5. Whigs tried to sell Harrison as a Whig version of Andrew Jackson and labelled Van Buren as a New York aristocrat…which was a complete fiction. His father’d been a barkeeper.

6. Results: Harrison elected the first Whig President, sworn into office in March, 1841 and died about a month later of pneumonia. Succeeded by Tyler who both parties hated (Democrats saw him as a turncoat, Whigs saw him as an opportunist…spent four years in the White House unable to do much of anything except make little Tylers…fathered nearly 20 children…with two wives, sequential not simultaneous…still ranks as the most reproductive president.)

IV. Conclusion

A. 1844 vividly demonstrates the permanent connection between democracy and American politics when the most anti-democratic political party must use it to gain office.

B. Former President John Quincy Adams, by this time serving in the House of Representatives from his home district, commented on the change brought about by the Jacksonian Era.

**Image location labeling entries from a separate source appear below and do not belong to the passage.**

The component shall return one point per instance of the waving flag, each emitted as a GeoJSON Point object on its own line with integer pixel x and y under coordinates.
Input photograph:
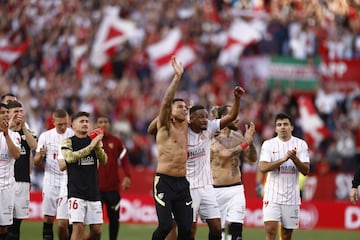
{"type": "Point", "coordinates": [113, 32]}
{"type": "Point", "coordinates": [9, 54]}
{"type": "Point", "coordinates": [160, 54]}
{"type": "Point", "coordinates": [314, 128]}
{"type": "Point", "coordinates": [240, 35]}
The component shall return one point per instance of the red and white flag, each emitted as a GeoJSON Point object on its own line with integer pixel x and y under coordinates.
{"type": "Point", "coordinates": [113, 32]}
{"type": "Point", "coordinates": [239, 36]}
{"type": "Point", "coordinates": [160, 54]}
{"type": "Point", "coordinates": [313, 126]}
{"type": "Point", "coordinates": [9, 54]}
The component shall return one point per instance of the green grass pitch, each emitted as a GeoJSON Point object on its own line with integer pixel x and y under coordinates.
{"type": "Point", "coordinates": [32, 230]}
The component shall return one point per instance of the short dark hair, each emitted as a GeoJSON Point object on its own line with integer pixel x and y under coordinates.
{"type": "Point", "coordinates": [283, 115]}
{"type": "Point", "coordinates": [195, 108]}
{"type": "Point", "coordinates": [79, 114]}
{"type": "Point", "coordinates": [102, 116]}
{"type": "Point", "coordinates": [223, 110]}
{"type": "Point", "coordinates": [7, 95]}
{"type": "Point", "coordinates": [14, 104]}
{"type": "Point", "coordinates": [59, 113]}
{"type": "Point", "coordinates": [3, 105]}
{"type": "Point", "coordinates": [178, 100]}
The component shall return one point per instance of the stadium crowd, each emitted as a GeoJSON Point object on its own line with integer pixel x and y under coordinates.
{"type": "Point", "coordinates": [55, 72]}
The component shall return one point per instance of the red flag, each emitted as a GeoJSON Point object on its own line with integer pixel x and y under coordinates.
{"type": "Point", "coordinates": [314, 128]}
{"type": "Point", "coordinates": [160, 54]}
{"type": "Point", "coordinates": [112, 33]}
{"type": "Point", "coordinates": [9, 54]}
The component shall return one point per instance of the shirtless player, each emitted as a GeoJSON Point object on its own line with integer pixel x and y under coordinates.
{"type": "Point", "coordinates": [228, 148]}
{"type": "Point", "coordinates": [171, 189]}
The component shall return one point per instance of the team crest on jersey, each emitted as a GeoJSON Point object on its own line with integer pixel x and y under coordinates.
{"type": "Point", "coordinates": [160, 195]}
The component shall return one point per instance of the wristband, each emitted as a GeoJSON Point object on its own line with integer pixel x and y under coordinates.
{"type": "Point", "coordinates": [244, 145]}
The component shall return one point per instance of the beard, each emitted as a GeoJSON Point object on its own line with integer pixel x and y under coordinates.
{"type": "Point", "coordinates": [232, 127]}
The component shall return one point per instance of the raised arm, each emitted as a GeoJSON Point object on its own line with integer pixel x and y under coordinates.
{"type": "Point", "coordinates": [250, 154]}
{"type": "Point", "coordinates": [152, 129]}
{"type": "Point", "coordinates": [165, 109]}
{"type": "Point", "coordinates": [234, 110]}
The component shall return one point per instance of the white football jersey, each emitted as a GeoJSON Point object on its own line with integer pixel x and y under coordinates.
{"type": "Point", "coordinates": [282, 184]}
{"type": "Point", "coordinates": [52, 140]}
{"type": "Point", "coordinates": [6, 160]}
{"type": "Point", "coordinates": [198, 168]}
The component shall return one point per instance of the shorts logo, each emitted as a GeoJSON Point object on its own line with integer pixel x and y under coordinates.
{"type": "Point", "coordinates": [160, 195]}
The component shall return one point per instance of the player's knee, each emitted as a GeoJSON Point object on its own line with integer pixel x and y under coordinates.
{"type": "Point", "coordinates": [165, 228]}
{"type": "Point", "coordinates": [62, 224]}
{"type": "Point", "coordinates": [235, 230]}
{"type": "Point", "coordinates": [185, 231]}
{"type": "Point", "coordinates": [215, 228]}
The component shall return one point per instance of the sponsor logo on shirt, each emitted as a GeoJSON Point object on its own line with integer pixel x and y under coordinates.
{"type": "Point", "coordinates": [86, 161]}
{"type": "Point", "coordinates": [196, 153]}
{"type": "Point", "coordinates": [287, 169]}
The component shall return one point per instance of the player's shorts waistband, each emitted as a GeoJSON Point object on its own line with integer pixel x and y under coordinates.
{"type": "Point", "coordinates": [230, 185]}
{"type": "Point", "coordinates": [172, 177]}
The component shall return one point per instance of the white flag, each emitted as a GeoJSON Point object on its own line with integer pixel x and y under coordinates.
{"type": "Point", "coordinates": [240, 35]}
{"type": "Point", "coordinates": [160, 54]}
{"type": "Point", "coordinates": [112, 33]}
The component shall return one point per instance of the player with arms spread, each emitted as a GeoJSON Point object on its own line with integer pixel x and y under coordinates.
{"type": "Point", "coordinates": [171, 189]}
{"type": "Point", "coordinates": [228, 148]}
{"type": "Point", "coordinates": [283, 157]}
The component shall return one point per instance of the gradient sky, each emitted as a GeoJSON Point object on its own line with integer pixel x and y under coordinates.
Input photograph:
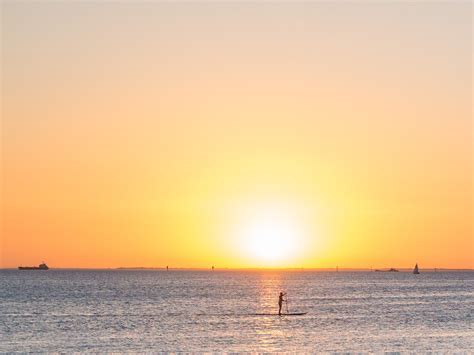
{"type": "Point", "coordinates": [158, 134]}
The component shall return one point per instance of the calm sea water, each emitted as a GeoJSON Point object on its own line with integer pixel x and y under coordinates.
{"type": "Point", "coordinates": [118, 310]}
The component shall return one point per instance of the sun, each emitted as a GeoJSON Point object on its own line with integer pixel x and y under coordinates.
{"type": "Point", "coordinates": [271, 236]}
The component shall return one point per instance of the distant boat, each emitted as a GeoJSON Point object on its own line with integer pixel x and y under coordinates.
{"type": "Point", "coordinates": [415, 270]}
{"type": "Point", "coordinates": [42, 266]}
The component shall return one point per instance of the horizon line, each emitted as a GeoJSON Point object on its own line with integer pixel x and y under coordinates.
{"type": "Point", "coordinates": [332, 269]}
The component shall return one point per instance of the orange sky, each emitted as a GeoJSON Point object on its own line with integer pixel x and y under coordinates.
{"type": "Point", "coordinates": [171, 134]}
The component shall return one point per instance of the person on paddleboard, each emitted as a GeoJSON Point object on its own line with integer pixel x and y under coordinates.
{"type": "Point", "coordinates": [280, 302]}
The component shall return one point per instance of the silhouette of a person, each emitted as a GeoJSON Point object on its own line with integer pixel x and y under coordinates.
{"type": "Point", "coordinates": [280, 302]}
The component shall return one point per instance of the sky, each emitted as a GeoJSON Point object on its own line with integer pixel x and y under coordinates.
{"type": "Point", "coordinates": [236, 134]}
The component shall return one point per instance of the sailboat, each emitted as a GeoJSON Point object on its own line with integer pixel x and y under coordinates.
{"type": "Point", "coordinates": [415, 270]}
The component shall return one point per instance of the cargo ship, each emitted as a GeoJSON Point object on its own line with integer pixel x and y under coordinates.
{"type": "Point", "coordinates": [42, 266]}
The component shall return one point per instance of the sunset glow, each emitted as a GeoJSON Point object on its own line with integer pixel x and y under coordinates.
{"type": "Point", "coordinates": [236, 134]}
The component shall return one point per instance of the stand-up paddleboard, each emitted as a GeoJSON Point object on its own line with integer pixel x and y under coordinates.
{"type": "Point", "coordinates": [283, 314]}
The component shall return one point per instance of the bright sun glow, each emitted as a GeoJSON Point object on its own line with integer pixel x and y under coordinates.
{"type": "Point", "coordinates": [272, 236]}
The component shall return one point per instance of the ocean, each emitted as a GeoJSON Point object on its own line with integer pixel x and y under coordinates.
{"type": "Point", "coordinates": [214, 311]}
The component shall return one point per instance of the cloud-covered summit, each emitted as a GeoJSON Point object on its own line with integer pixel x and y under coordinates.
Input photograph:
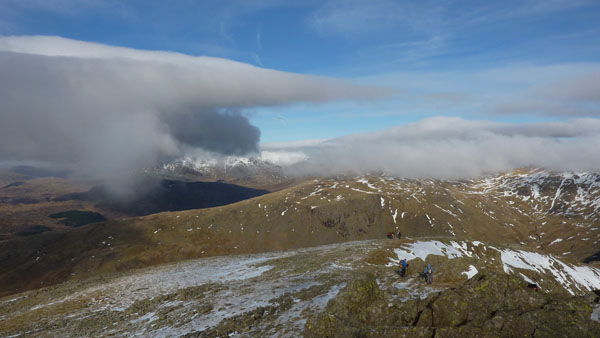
{"type": "Point", "coordinates": [443, 147]}
{"type": "Point", "coordinates": [113, 109]}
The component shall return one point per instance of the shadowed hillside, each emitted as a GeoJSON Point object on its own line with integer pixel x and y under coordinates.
{"type": "Point", "coordinates": [313, 213]}
{"type": "Point", "coordinates": [168, 195]}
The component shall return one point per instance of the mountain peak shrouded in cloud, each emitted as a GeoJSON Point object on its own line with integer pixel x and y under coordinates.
{"type": "Point", "coordinates": [111, 110]}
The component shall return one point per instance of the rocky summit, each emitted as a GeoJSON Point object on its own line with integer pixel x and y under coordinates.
{"type": "Point", "coordinates": [349, 289]}
{"type": "Point", "coordinates": [514, 254]}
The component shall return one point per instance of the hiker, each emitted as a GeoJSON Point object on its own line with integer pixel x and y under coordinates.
{"type": "Point", "coordinates": [429, 274]}
{"type": "Point", "coordinates": [403, 267]}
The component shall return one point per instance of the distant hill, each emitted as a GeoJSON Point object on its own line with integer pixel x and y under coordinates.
{"type": "Point", "coordinates": [531, 209]}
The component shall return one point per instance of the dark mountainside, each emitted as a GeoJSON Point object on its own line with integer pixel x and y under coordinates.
{"type": "Point", "coordinates": [167, 195]}
{"type": "Point", "coordinates": [27, 202]}
{"type": "Point", "coordinates": [488, 238]}
{"type": "Point", "coordinates": [507, 209]}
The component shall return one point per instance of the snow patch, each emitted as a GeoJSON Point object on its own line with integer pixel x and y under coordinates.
{"type": "Point", "coordinates": [471, 272]}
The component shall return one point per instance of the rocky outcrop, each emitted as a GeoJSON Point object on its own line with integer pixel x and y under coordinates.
{"type": "Point", "coordinates": [488, 305]}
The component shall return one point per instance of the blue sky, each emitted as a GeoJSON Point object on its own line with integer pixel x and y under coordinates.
{"type": "Point", "coordinates": [507, 61]}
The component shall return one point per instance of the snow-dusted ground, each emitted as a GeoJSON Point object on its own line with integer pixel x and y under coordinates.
{"type": "Point", "coordinates": [235, 285]}
{"type": "Point", "coordinates": [574, 279]}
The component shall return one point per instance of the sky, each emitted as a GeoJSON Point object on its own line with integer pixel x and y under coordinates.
{"type": "Point", "coordinates": [144, 81]}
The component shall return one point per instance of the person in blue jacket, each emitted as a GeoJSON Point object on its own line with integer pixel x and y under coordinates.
{"type": "Point", "coordinates": [429, 274]}
{"type": "Point", "coordinates": [403, 267]}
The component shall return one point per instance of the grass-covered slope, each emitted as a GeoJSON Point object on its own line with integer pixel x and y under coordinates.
{"type": "Point", "coordinates": [313, 213]}
{"type": "Point", "coordinates": [341, 290]}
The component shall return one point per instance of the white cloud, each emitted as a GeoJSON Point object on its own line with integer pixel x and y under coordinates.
{"type": "Point", "coordinates": [114, 109]}
{"type": "Point", "coordinates": [457, 148]}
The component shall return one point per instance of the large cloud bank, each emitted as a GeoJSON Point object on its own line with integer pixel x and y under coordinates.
{"type": "Point", "coordinates": [109, 110]}
{"type": "Point", "coordinates": [444, 147]}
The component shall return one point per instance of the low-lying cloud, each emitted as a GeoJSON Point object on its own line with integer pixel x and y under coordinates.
{"type": "Point", "coordinates": [454, 148]}
{"type": "Point", "coordinates": [109, 110]}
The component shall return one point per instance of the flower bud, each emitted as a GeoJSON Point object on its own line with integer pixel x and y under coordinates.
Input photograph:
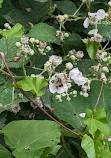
{"type": "Point", "coordinates": [85, 94]}
{"type": "Point", "coordinates": [37, 41]}
{"type": "Point", "coordinates": [60, 18]}
{"type": "Point", "coordinates": [18, 44]}
{"type": "Point", "coordinates": [105, 69]}
{"type": "Point", "coordinates": [69, 66]}
{"type": "Point", "coordinates": [24, 39]}
{"type": "Point", "coordinates": [66, 35]}
{"type": "Point", "coordinates": [109, 3]}
{"type": "Point", "coordinates": [20, 95]}
{"type": "Point", "coordinates": [6, 25]}
{"type": "Point", "coordinates": [32, 40]}
{"type": "Point", "coordinates": [32, 52]}
{"type": "Point", "coordinates": [48, 48]}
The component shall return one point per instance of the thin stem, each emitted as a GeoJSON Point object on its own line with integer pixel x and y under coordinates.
{"type": "Point", "coordinates": [107, 49]}
{"type": "Point", "coordinates": [105, 46]}
{"type": "Point", "coordinates": [23, 68]}
{"type": "Point", "coordinates": [7, 49]}
{"type": "Point", "coordinates": [60, 153]}
{"type": "Point", "coordinates": [99, 96]}
{"type": "Point", "coordinates": [43, 110]}
{"type": "Point", "coordinates": [78, 9]}
{"type": "Point", "coordinates": [4, 72]}
{"type": "Point", "coordinates": [35, 68]}
{"type": "Point", "coordinates": [65, 147]}
{"type": "Point", "coordinates": [13, 94]}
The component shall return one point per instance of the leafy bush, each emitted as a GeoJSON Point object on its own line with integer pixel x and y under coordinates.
{"type": "Point", "coordinates": [55, 83]}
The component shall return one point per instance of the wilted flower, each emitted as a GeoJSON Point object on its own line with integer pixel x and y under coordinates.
{"type": "Point", "coordinates": [58, 83]}
{"type": "Point", "coordinates": [76, 75]}
{"type": "Point", "coordinates": [55, 60]}
{"type": "Point", "coordinates": [60, 18]}
{"type": "Point", "coordinates": [97, 37]}
{"type": "Point", "coordinates": [15, 108]}
{"type": "Point", "coordinates": [82, 115]}
{"type": "Point", "coordinates": [100, 55]}
{"type": "Point", "coordinates": [94, 18]}
{"type": "Point", "coordinates": [60, 35]}
{"type": "Point", "coordinates": [24, 39]}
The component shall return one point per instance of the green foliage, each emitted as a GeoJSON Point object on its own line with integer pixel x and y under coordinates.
{"type": "Point", "coordinates": [1, 1]}
{"type": "Point", "coordinates": [44, 32]}
{"type": "Point", "coordinates": [92, 48]}
{"type": "Point", "coordinates": [97, 120]}
{"type": "Point", "coordinates": [4, 153]}
{"type": "Point", "coordinates": [11, 51]}
{"type": "Point", "coordinates": [105, 31]}
{"type": "Point", "coordinates": [41, 0]}
{"type": "Point", "coordinates": [33, 85]}
{"type": "Point", "coordinates": [67, 7]}
{"type": "Point", "coordinates": [38, 135]}
{"type": "Point", "coordinates": [15, 31]}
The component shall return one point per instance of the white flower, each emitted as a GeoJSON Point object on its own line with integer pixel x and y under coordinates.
{"type": "Point", "coordinates": [60, 18]}
{"type": "Point", "coordinates": [82, 115]}
{"type": "Point", "coordinates": [58, 83]}
{"type": "Point", "coordinates": [109, 3]}
{"type": "Point", "coordinates": [76, 75]}
{"type": "Point", "coordinates": [109, 139]}
{"type": "Point", "coordinates": [55, 60]}
{"type": "Point", "coordinates": [94, 18]}
{"type": "Point", "coordinates": [24, 39]}
{"type": "Point", "coordinates": [69, 66]}
{"type": "Point", "coordinates": [100, 55]}
{"type": "Point", "coordinates": [97, 37]}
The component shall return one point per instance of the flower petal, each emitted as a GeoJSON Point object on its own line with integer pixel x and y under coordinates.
{"type": "Point", "coordinates": [101, 14]}
{"type": "Point", "coordinates": [86, 23]}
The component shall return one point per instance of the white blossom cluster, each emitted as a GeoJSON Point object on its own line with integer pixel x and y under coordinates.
{"type": "Point", "coordinates": [7, 27]}
{"type": "Point", "coordinates": [23, 48]}
{"type": "Point", "coordinates": [61, 35]}
{"type": "Point", "coordinates": [53, 62]}
{"type": "Point", "coordinates": [75, 55]}
{"type": "Point", "coordinates": [93, 18]}
{"type": "Point", "coordinates": [62, 82]}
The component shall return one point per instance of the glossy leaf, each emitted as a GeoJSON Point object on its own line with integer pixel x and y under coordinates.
{"type": "Point", "coordinates": [28, 139]}
{"type": "Point", "coordinates": [92, 48]}
{"type": "Point", "coordinates": [4, 153]}
{"type": "Point", "coordinates": [44, 32]}
{"type": "Point", "coordinates": [33, 85]}
{"type": "Point", "coordinates": [97, 120]}
{"type": "Point", "coordinates": [15, 31]}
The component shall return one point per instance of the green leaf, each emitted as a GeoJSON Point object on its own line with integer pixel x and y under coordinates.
{"type": "Point", "coordinates": [67, 7]}
{"type": "Point", "coordinates": [44, 32]}
{"type": "Point", "coordinates": [69, 111]}
{"type": "Point", "coordinates": [1, 1]}
{"type": "Point", "coordinates": [95, 148]}
{"type": "Point", "coordinates": [33, 85]}
{"type": "Point", "coordinates": [36, 134]}
{"type": "Point", "coordinates": [105, 31]}
{"type": "Point", "coordinates": [11, 51]}
{"type": "Point", "coordinates": [88, 145]}
{"type": "Point", "coordinates": [92, 48]}
{"type": "Point", "coordinates": [2, 119]}
{"type": "Point", "coordinates": [15, 31]}
{"type": "Point", "coordinates": [73, 42]}
{"type": "Point", "coordinates": [4, 153]}
{"type": "Point", "coordinates": [15, 15]}
{"type": "Point", "coordinates": [41, 0]}
{"type": "Point", "coordinates": [97, 120]}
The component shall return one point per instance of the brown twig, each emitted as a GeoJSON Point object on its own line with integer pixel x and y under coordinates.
{"type": "Point", "coordinates": [43, 110]}
{"type": "Point", "coordinates": [99, 96]}
{"type": "Point", "coordinates": [7, 50]}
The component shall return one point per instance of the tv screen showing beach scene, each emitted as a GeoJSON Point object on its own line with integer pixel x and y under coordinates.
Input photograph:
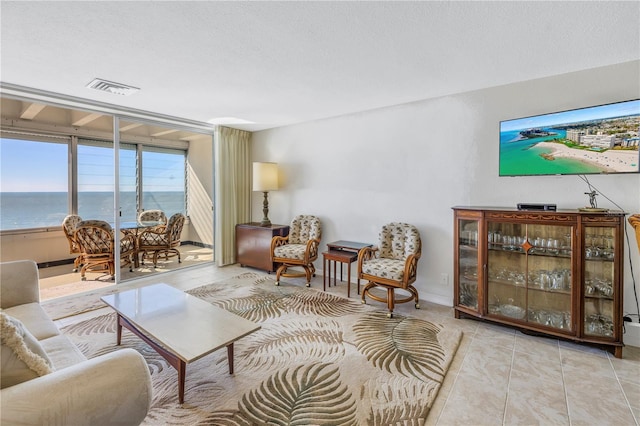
{"type": "Point", "coordinates": [598, 139]}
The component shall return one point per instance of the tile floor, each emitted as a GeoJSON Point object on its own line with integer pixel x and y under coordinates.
{"type": "Point", "coordinates": [498, 376]}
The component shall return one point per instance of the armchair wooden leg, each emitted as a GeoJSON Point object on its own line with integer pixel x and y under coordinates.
{"type": "Point", "coordinates": [282, 268]}
{"type": "Point", "coordinates": [390, 301]}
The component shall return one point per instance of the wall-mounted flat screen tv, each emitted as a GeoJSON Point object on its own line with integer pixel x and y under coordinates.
{"type": "Point", "coordinates": [597, 139]}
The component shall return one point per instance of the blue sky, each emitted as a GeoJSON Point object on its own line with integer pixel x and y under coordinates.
{"type": "Point", "coordinates": [573, 116]}
{"type": "Point", "coordinates": [43, 167]}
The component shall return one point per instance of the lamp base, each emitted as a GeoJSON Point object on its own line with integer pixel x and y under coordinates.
{"type": "Point", "coordinates": [265, 210]}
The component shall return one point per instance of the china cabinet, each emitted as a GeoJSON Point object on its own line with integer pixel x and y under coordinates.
{"type": "Point", "coordinates": [557, 273]}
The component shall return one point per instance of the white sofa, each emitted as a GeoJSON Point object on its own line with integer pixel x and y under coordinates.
{"type": "Point", "coordinates": [112, 389]}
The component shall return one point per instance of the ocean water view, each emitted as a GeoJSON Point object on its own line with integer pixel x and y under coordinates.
{"type": "Point", "coordinates": [24, 210]}
{"type": "Point", "coordinates": [522, 156]}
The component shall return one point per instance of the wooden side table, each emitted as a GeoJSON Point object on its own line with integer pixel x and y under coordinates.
{"type": "Point", "coordinates": [343, 252]}
{"type": "Point", "coordinates": [253, 244]}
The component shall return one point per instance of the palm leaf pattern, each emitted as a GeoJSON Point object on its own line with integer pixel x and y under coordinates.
{"type": "Point", "coordinates": [309, 394]}
{"type": "Point", "coordinates": [398, 400]}
{"type": "Point", "coordinates": [295, 340]}
{"type": "Point", "coordinates": [259, 306]}
{"type": "Point", "coordinates": [318, 359]}
{"type": "Point", "coordinates": [312, 302]}
{"type": "Point", "coordinates": [408, 346]}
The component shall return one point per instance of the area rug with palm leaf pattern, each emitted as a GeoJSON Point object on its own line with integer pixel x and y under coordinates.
{"type": "Point", "coordinates": [318, 359]}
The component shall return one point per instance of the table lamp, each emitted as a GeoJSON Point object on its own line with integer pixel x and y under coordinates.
{"type": "Point", "coordinates": [265, 179]}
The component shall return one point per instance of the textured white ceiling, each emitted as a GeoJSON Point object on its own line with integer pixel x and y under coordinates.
{"type": "Point", "coordinates": [279, 63]}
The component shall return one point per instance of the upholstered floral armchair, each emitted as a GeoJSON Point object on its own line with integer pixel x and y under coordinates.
{"type": "Point", "coordinates": [69, 225]}
{"type": "Point", "coordinates": [162, 241]}
{"type": "Point", "coordinates": [97, 242]}
{"type": "Point", "coordinates": [299, 248]}
{"type": "Point", "coordinates": [392, 265]}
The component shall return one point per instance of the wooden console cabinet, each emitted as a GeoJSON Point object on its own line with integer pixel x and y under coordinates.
{"type": "Point", "coordinates": [253, 244]}
{"type": "Point", "coordinates": [555, 273]}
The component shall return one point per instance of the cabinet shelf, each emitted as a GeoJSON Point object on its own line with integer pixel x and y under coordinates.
{"type": "Point", "coordinates": [506, 274]}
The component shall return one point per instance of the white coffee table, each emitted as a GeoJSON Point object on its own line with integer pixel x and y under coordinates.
{"type": "Point", "coordinates": [180, 327]}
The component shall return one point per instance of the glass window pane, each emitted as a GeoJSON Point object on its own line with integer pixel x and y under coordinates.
{"type": "Point", "coordinates": [33, 183]}
{"type": "Point", "coordinates": [95, 181]}
{"type": "Point", "coordinates": [164, 180]}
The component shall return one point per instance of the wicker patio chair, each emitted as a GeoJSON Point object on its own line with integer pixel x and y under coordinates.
{"type": "Point", "coordinates": [165, 241]}
{"type": "Point", "coordinates": [96, 240]}
{"type": "Point", "coordinates": [69, 225]}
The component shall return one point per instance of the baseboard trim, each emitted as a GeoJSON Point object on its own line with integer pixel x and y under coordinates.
{"type": "Point", "coordinates": [631, 337]}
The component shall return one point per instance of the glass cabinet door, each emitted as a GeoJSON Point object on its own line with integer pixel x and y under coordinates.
{"type": "Point", "coordinates": [468, 263]}
{"type": "Point", "coordinates": [529, 274]}
{"type": "Point", "coordinates": [549, 277]}
{"type": "Point", "coordinates": [598, 281]}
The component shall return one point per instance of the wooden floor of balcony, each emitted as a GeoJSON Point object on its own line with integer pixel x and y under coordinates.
{"type": "Point", "coordinates": [59, 281]}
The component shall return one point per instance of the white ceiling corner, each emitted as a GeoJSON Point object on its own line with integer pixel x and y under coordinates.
{"type": "Point", "coordinates": [281, 63]}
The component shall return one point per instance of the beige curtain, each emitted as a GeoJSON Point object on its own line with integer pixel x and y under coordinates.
{"type": "Point", "coordinates": [233, 189]}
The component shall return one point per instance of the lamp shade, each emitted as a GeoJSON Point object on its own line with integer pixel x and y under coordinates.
{"type": "Point", "coordinates": [265, 176]}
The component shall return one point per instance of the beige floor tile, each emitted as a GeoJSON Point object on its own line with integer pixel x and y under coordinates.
{"type": "Point", "coordinates": [495, 336]}
{"type": "Point", "coordinates": [580, 364]}
{"type": "Point", "coordinates": [627, 369]}
{"type": "Point", "coordinates": [597, 401]}
{"type": "Point", "coordinates": [498, 376]}
{"type": "Point", "coordinates": [534, 400]}
{"type": "Point", "coordinates": [541, 346]}
{"type": "Point", "coordinates": [632, 392]}
{"type": "Point", "coordinates": [474, 402]}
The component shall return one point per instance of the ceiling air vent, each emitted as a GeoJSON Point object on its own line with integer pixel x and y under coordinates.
{"type": "Point", "coordinates": [111, 87]}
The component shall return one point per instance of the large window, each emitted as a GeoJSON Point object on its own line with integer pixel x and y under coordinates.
{"type": "Point", "coordinates": [33, 183]}
{"type": "Point", "coordinates": [95, 180]}
{"type": "Point", "coordinates": [163, 180]}
{"type": "Point", "coordinates": [36, 179]}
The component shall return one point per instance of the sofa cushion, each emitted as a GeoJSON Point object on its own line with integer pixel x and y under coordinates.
{"type": "Point", "coordinates": [34, 319]}
{"type": "Point", "coordinates": [23, 358]}
{"type": "Point", "coordinates": [62, 352]}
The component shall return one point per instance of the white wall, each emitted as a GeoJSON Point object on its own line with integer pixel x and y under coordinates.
{"type": "Point", "coordinates": [413, 162]}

Adams wrote in his diary (he’s an Adams, all Adamses keep diaries) about the 1840 election devoid of any substantive issues except who was the most representative of the common man and who was the most aristocratic, “Here is a revolution in American life. Politics, from now on, will have a broad base. Democracy is here to stay. Where will it all end?” I hope nobody digs him up and shows him how it’s evolved in the early twenty-first century.